[Jetson-TK1] Bad flash (/dev/mmcblk0p1) and how to fix

The last friday we had a power outage in our lab. When booting our Jetson-TK1 kit, we discovered that there were file system errors in the root fs (/dev/mmcblk0p1).

Following the specifications here:
[url]http://elinux.org/Jetson/Cloning[/url]
we then read out the entire system.img partition, mounted it, run e2fsck -c -f -p, and re-write it back to the Jetson-TK1.

While this temporarily fixed the issues we were seeing, we still get a corrupted file system after 1-2 days of normal usage. It was evident today, because we were no longer able to ssh into the Jetson-TK1 - our user was gone, and by checking the local display we found we had a lot of inode errors. Very interesting…
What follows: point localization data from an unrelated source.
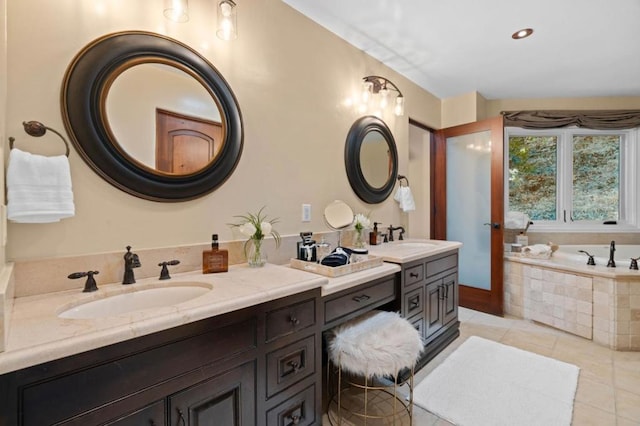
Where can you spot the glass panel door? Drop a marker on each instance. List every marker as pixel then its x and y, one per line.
pixel 468 161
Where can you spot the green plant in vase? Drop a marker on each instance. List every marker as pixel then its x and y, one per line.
pixel 360 223
pixel 256 227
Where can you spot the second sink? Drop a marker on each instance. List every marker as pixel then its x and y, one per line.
pixel 146 298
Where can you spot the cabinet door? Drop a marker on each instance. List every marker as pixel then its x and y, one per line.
pixel 433 308
pixel 228 399
pixel 450 309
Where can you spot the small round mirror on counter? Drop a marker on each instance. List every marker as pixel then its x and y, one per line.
pixel 338 215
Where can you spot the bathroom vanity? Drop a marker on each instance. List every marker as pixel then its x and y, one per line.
pixel 249 352
pixel 428 290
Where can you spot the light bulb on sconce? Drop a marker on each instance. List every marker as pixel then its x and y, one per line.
pixel 398 109
pixel 227 20
pixel 377 94
pixel 367 90
pixel 176 10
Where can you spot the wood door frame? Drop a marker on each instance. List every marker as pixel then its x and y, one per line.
pixel 490 301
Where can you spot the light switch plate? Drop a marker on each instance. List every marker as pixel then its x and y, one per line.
pixel 306 212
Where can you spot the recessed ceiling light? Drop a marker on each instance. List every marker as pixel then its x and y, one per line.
pixel 523 33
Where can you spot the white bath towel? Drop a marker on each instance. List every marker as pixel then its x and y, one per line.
pixel 404 197
pixel 38 188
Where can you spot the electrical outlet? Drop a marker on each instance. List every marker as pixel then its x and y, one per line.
pixel 306 212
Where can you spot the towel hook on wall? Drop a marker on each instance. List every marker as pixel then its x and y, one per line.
pixel 401 177
pixel 37 129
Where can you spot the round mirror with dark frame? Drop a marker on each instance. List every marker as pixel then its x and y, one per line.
pixel 371 159
pixel 152 116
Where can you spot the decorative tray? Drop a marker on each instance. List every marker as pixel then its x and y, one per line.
pixel 336 271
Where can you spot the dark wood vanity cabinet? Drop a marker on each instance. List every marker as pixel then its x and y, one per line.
pixel 429 294
pixel 256 366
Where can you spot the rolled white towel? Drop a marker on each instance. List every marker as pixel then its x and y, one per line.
pixel 404 197
pixel 38 188
pixel 516 220
pixel 537 250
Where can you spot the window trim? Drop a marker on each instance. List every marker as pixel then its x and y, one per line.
pixel 629 180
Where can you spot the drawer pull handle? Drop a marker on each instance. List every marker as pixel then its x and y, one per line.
pixel 181 420
pixel 295 419
pixel 295 366
pixel 414 302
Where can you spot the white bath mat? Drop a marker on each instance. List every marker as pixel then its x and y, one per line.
pixel 487 383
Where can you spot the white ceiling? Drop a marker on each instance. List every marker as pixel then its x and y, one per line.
pixel 451 47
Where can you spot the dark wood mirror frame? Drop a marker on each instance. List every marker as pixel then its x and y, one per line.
pixel 363 189
pixel 84 91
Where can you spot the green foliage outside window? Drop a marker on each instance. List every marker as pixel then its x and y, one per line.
pixel 594 178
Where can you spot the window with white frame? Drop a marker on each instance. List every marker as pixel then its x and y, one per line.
pixel 572 178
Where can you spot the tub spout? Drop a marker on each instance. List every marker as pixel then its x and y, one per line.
pixel 612 249
pixel 591 261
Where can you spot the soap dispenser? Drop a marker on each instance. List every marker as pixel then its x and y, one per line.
pixel 215 260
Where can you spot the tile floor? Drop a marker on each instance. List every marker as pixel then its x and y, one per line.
pixel 608 387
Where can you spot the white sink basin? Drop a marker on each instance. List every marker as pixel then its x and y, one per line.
pixel 146 298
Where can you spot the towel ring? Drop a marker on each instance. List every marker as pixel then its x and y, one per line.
pixel 37 129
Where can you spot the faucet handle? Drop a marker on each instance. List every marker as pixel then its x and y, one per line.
pixel 90 285
pixel 164 273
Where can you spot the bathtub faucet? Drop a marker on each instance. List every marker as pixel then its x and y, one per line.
pixel 612 249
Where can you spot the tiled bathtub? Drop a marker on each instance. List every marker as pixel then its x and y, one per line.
pixel 595 302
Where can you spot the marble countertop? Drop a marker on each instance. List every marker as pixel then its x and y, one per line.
pixel 36 334
pixel 411 249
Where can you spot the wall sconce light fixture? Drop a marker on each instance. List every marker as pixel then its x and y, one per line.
pixel 227 20
pixel 377 95
pixel 176 10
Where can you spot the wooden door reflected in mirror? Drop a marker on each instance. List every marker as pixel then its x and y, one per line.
pixel 184 144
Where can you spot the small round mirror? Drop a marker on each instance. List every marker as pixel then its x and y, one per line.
pixel 338 215
pixel 371 159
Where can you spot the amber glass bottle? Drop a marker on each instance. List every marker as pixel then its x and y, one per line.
pixel 215 260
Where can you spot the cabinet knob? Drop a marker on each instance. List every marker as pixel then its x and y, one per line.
pixel 295 366
pixel 295 419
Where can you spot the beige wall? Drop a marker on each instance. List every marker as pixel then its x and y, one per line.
pixel 290 77
pixel 3 122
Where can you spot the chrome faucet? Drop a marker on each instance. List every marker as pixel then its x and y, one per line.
pixel 131 260
pixel 391 229
pixel 612 249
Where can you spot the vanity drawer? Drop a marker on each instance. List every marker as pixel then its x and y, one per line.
pixel 413 302
pixel 413 275
pixel 290 364
pixel 284 321
pixel 300 410
pixel 439 265
pixel 358 299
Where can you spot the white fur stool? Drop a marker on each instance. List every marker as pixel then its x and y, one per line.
pixel 371 351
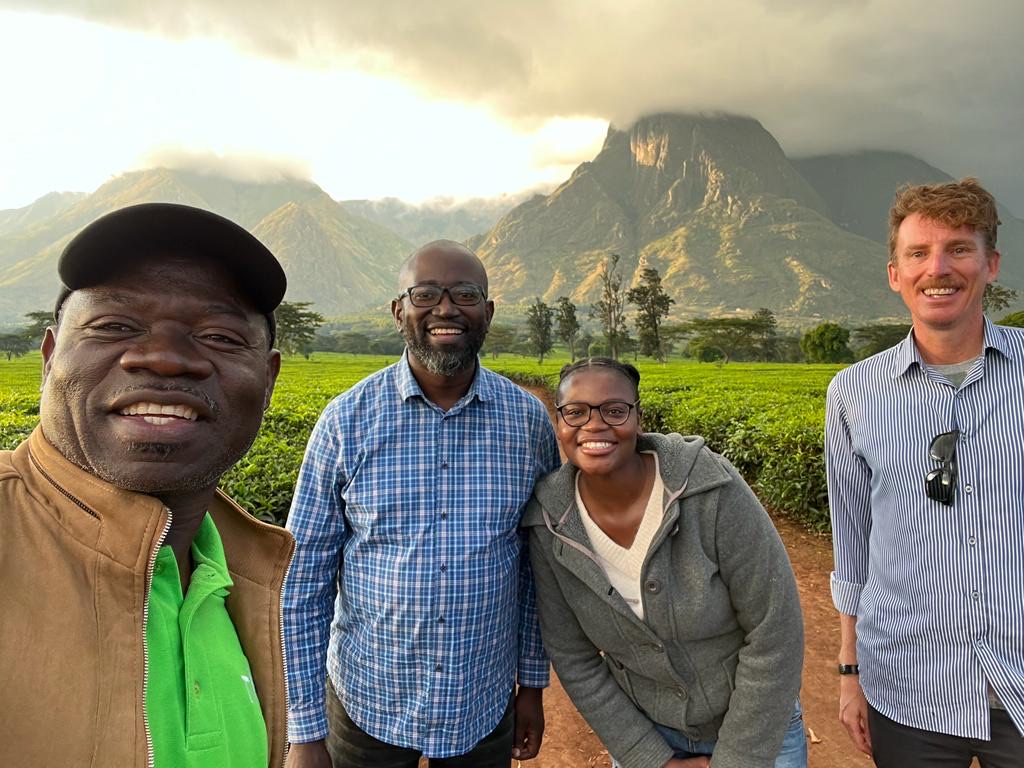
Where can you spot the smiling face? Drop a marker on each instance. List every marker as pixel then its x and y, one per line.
pixel 443 339
pixel 595 448
pixel 941 273
pixel 157 380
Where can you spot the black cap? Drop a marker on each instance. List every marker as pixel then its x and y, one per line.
pixel 119 238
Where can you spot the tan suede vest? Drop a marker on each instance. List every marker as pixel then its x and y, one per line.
pixel 75 553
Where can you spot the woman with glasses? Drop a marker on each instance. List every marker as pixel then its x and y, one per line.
pixel 666 597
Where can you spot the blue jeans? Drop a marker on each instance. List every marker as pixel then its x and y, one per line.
pixel 792 755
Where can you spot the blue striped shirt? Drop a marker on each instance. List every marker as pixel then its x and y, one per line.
pixel 406 518
pixel 938 591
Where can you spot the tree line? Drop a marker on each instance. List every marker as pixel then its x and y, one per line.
pixel 756 337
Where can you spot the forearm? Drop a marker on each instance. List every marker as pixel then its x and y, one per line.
pixel 847 639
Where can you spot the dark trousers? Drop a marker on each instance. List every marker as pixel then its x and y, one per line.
pixel 896 745
pixel 350 747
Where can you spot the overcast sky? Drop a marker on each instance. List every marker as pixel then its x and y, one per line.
pixel 478 97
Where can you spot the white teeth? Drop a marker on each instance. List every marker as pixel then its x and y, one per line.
pixel 156 413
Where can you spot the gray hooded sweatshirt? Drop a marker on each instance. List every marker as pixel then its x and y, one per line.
pixel 719 652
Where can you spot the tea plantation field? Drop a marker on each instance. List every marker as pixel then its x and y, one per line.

I think the flash memory is bad, but I was wondering if anyone can come with some suggestions / comments? I am currently running badblocks -w /dev/mmcblk0p1 directly on the Jetson-TK1 (booting from SDMMC), but I am open for input.
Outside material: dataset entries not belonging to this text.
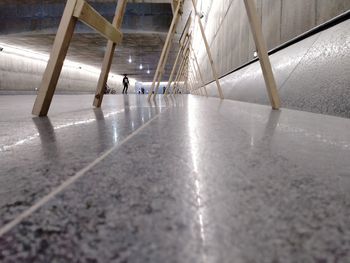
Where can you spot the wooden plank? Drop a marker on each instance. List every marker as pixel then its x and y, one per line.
pixel 183 62
pixel 260 44
pixel 162 69
pixel 55 63
pixel 182 48
pixel 213 67
pixel 199 70
pixel 108 58
pixel 88 15
pixel 168 39
pixel 180 73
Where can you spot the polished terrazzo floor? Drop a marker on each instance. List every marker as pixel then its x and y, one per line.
pixel 189 179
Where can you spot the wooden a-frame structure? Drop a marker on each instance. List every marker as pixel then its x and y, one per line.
pixel 80 10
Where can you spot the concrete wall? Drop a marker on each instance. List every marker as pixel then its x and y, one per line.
pixel 312 75
pixel 228 31
pixel 23 71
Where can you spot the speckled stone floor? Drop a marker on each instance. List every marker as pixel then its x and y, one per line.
pixel 190 179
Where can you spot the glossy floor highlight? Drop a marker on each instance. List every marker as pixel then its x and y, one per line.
pixel 190 179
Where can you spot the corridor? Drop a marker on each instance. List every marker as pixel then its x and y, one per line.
pixel 182 179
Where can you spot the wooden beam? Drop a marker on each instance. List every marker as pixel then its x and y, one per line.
pixel 181 50
pixel 108 58
pixel 179 72
pixel 182 68
pixel 168 39
pixel 84 12
pixel 55 63
pixel 213 68
pixel 263 55
pixel 199 70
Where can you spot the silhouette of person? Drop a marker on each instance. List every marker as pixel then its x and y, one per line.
pixel 125 84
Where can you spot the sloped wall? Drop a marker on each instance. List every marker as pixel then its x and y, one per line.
pixel 228 32
pixel 312 75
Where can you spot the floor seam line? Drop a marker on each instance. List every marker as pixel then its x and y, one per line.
pixel 70 181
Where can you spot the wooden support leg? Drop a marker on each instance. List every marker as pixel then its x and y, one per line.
pixel 263 54
pixel 199 70
pixel 168 39
pixel 213 68
pixel 183 63
pixel 108 58
pixel 174 69
pixel 161 71
pixel 55 63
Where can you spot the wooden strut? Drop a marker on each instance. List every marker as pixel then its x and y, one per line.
pixel 180 52
pixel 196 74
pixel 213 68
pixel 163 56
pixel 265 63
pixel 182 65
pixel 199 70
pixel 74 10
pixel 181 75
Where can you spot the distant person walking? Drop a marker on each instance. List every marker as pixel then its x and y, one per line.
pixel 125 84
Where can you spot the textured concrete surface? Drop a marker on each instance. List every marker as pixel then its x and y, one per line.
pixel 312 75
pixel 205 181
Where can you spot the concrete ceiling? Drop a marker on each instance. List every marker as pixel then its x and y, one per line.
pixel 32 24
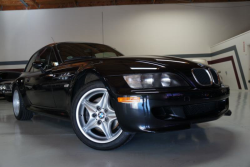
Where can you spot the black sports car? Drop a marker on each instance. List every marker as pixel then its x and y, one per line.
pixel 109 97
pixel 6 90
pixel 7 77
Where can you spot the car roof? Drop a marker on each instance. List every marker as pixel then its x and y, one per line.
pixel 56 43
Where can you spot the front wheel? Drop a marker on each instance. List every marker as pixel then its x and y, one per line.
pixel 20 112
pixel 94 120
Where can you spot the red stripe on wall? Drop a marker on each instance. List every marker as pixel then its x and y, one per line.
pixel 225 59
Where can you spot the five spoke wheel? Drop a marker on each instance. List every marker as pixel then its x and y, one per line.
pixel 95 117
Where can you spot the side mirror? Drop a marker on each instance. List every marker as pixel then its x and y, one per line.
pixel 37 65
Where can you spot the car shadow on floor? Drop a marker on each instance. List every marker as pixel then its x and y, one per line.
pixel 202 143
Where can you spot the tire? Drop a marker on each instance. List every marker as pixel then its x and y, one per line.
pixel 96 130
pixel 20 112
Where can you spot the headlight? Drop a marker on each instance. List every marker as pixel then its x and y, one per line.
pixel 154 80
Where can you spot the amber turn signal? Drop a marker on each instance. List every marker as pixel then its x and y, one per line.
pixel 128 99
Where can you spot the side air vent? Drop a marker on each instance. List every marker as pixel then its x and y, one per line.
pixel 215 76
pixel 202 76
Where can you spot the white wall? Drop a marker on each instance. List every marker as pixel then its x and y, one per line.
pixel 244 57
pixel 133 30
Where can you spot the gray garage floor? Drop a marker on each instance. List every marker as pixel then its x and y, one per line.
pixel 50 142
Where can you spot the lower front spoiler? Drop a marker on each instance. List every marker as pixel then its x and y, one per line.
pixel 184 124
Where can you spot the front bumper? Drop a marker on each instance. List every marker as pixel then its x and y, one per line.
pixel 162 111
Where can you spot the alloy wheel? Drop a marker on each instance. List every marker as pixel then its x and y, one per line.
pixel 96 118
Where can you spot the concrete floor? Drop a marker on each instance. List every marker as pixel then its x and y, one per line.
pixel 50 142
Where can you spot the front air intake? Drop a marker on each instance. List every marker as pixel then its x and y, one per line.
pixel 202 76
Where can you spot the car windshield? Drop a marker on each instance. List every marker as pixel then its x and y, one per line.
pixel 9 75
pixel 71 51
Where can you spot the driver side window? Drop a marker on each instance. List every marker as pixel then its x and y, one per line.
pixel 44 58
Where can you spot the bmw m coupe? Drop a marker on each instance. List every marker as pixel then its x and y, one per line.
pixel 109 97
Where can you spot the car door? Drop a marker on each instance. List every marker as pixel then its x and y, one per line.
pixel 38 82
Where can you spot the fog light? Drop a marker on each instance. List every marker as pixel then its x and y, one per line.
pixel 128 99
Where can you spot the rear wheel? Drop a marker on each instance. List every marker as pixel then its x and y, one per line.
pixel 20 112
pixel 94 120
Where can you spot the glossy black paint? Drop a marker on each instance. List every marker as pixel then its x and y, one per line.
pixel 9 75
pixel 52 91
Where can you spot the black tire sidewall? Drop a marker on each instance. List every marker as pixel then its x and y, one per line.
pixel 122 139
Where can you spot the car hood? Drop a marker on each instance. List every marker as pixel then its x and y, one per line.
pixel 144 64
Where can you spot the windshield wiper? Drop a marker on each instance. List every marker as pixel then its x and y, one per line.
pixel 78 58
If you expect file system errors, you might want to create a “rescue sd card” ahead of time (you already have this, others might find it useful).

You can unpack the sample rootfs onto an SD card, then run apply_binaries.sh with the “–root=some/sdcard/path” option from your host. Then edit your eMMC copy of “/boot/extlinux/extlinux.conf” (the SD card /boot version can be used for backup, but the eMMC /boot is used for actual boot) and add a second non-default entry for SD card to boot exactly as the original, except naming root as “/dev/mmcblk1p1”.

From that time forward you can power down, insert SD card, boot to serial console prompt, pick SD card to boot to, and then freely repair or inspect /dev/mmcblk0p1 without the clone hassle. You can even create a more-or-less exact copy of your running system (less meta files like /sys and /proc plus /etc/fstab changes) as a backup. Having booted to SD card functions like e2fsck are not restricted for eMMC.

So far as unit testing goes, if you are concerned that the hardware has damaged eMMC, you could perform a series of clones and re-write from clone and compare each clone’s sha1sum. Checksum will fail to match if the journalling file system is ever mounted, as journal date stamps will increment even when mounted read-only. Thus the testing would require repeated clone/write without the file system ever mounting. In this case checksum should be the same for each clone after repeated clone/rewrite (it’s very important to emphasize any file system mount of any kind will invalidate check sums, even on loopback).